Decisão do ministro do Supremo Alexandre de Moraes concedeu liberdade provisória ao militar e homologou delação premiada. Mauro Cid estava preso desde 3 de maio no Batalhão do Exército de Brasília
O tenente-coronel Mauro Cid, ex-ajudante de ordens do ex-presidente Jair Bolsonaro (PL), deixou a prisão neste sábado, dia 9, após o ministro do Supremo Tribunal Federal (STF) Alexandre de Moraes conceder liberdade provisória ao militar.
Mauro Cid estava preso no Batalhão do Exército de Brasília desde 3 de maio, quando foi alvo de uma operação da Polícia Federal que investiga a inserção de dados falsos de vacinação contra a Covid, no sistema do Ministério da Saúde, de integrantes da família do ex-auxiliar e do ex-presidente Jair Bolsonaro.

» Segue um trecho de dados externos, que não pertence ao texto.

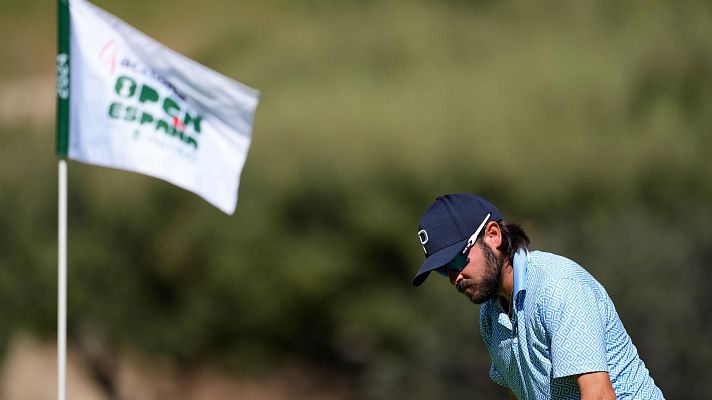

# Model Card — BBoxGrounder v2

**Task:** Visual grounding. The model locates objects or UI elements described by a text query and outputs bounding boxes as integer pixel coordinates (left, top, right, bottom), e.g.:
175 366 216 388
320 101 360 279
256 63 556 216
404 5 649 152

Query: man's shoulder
527 250 593 286
527 251 605 306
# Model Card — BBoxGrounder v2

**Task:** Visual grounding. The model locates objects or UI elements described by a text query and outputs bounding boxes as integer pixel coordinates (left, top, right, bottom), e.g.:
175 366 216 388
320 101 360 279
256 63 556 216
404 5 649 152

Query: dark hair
497 221 531 262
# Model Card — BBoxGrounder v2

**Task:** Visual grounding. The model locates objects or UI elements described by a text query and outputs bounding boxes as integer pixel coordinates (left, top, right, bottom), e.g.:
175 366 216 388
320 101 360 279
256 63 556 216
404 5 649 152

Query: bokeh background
0 0 712 400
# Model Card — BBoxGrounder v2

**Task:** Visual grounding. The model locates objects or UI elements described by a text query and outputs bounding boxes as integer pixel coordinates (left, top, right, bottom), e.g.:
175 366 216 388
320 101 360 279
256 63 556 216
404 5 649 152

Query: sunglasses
435 214 490 276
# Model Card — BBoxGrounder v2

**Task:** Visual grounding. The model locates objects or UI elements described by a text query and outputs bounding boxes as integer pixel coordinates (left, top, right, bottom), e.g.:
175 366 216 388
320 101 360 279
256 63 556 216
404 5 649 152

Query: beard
455 242 504 304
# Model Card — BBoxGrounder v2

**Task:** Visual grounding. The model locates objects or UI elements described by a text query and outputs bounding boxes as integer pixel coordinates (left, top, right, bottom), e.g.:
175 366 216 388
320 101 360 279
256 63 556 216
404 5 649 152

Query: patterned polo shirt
480 250 663 399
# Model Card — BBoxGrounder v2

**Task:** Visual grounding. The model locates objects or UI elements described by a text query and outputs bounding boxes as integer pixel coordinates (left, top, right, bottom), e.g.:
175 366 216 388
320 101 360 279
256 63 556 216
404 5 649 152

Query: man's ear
482 221 502 250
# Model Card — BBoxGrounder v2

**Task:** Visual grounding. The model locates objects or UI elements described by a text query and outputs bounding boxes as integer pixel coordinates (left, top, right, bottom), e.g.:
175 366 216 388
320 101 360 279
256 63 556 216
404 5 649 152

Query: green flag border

A decisão também homologou o acordo de colaboração feito pelo ex-ajudante de ordens com a Polícia Federal. A delação refere-se ao inquérito das milícias digitais e a todas as investigações conexas, como a investigação sobre a venda de presentes oficiais recebidos pelo governo Bolsonaro.

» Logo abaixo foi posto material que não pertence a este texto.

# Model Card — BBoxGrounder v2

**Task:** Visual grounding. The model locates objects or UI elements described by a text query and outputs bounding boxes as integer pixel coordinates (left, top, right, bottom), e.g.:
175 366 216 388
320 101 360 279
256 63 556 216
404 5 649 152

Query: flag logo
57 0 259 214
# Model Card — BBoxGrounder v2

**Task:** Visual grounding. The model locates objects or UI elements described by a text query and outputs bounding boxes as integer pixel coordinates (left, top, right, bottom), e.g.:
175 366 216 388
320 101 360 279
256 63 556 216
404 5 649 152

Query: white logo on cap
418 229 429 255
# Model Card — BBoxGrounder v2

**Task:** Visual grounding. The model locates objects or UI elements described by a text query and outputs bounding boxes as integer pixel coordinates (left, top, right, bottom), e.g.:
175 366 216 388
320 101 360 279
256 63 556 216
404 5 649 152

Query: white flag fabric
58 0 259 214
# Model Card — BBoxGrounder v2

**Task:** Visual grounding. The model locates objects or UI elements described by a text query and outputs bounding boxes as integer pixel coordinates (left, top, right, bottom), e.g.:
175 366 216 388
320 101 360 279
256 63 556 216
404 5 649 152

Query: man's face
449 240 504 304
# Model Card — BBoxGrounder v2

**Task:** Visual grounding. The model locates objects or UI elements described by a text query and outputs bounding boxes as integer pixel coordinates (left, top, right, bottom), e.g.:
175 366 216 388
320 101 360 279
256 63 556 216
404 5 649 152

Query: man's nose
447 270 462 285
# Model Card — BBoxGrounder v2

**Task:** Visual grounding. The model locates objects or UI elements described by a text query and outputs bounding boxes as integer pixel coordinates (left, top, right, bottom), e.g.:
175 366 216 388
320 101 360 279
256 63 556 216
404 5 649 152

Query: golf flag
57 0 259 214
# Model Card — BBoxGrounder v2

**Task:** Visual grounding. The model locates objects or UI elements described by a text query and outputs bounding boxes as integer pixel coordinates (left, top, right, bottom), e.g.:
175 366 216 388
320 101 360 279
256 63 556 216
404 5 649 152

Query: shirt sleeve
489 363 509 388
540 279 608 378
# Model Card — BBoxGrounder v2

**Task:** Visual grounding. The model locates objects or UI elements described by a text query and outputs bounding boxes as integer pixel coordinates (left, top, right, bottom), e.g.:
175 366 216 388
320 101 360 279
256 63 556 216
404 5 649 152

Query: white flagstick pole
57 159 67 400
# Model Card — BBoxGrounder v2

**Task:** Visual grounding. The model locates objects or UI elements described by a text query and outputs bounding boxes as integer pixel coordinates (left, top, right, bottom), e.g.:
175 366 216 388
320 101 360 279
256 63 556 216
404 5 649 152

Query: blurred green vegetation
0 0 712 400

Cid ainda terá que cumprir medidas cautelares, como uso de tornozeleira eletrônica, limitação de sair de casa aos fins de semana e também à noite, e afastamento das funções no Exército. Conforme divulgado pelo blog da jornalista Camila Bomfim, a decisão também determinou o cancelamento de todos os passaportes de Cid, e a suspensão do porte de arma dele.
Depoimentos e delação
A delação de Cid foi firmada no âmbito do inquérito das milícias digitais. Na investigação, a PF apura a existência de uma organização criminosa que teria a finalidade de atentar contra o Estado Democrático de Direito.
Desde então, o militar também foi alvo de investigação por envolvimento na suposta venda irregular de presentes oficiais e joias recebidos durante o governo Bolsonaro. Cid vinha se mantendo em silêncio diante das investigações, mas a estratégia da defesa mudou em agosto, quando o advogado Cezar Bitencourt passou a representá-lo. Em entrevista à "Revista Veja", o advogado disse que o cliente assumiria que vendeu, nos Estados Unidos, joias recebidas pelo ex-presidente. E que havia feito isso a mando de Bolsonaro.

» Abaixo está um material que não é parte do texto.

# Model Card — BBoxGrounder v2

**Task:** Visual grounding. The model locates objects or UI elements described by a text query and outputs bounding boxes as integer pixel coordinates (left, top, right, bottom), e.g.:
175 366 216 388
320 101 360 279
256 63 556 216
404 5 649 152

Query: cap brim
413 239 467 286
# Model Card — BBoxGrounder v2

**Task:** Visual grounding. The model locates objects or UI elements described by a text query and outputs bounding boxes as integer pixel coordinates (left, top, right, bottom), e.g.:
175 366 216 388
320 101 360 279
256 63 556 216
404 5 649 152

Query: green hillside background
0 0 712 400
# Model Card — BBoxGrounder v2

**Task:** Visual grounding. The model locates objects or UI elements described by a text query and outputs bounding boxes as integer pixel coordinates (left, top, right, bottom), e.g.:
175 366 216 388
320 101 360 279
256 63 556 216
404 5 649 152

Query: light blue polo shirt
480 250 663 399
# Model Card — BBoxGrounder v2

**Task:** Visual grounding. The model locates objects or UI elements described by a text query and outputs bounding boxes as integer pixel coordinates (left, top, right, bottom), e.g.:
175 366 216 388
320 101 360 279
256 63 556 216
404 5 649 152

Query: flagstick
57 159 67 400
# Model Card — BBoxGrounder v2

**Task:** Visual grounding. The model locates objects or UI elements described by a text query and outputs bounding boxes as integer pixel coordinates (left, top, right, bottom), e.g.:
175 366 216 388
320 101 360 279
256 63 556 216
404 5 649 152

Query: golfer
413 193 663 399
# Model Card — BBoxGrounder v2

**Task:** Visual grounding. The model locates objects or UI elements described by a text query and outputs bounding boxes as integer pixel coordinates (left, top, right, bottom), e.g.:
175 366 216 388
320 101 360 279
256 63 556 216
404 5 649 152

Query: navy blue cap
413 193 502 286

No dia seguinte, em entrevista à GloboNews, Bitencourt deu uma versão diferente e buscou atenuar o episódio da venda dos presentes presidenciais. O advogado negou que Cid iria "dedurar" Bolsonaro, ou que fosse fazer uma confissão, mas que prestaria "esclarecimentos".
No fim de agosto, porém, Mauro Cid prestou vários depoimentos à Polícia Federal, em meio à negociação sobre a delação. Em 28 de agosto, ele passou mais de 10 horas depondo na sede da corporação, em Brasília, no âmbito da investigação que apura a invasão do sistema do Conselho Nacional de Justiça (CNJ) pelo hacker Walter Delgatti Neto, para desacreditar o sistema judiciário brasileiro.
No final da tarde de quarta-feira, dia 6, Cid foi ao STF confirmar a intenção de fazer a delação.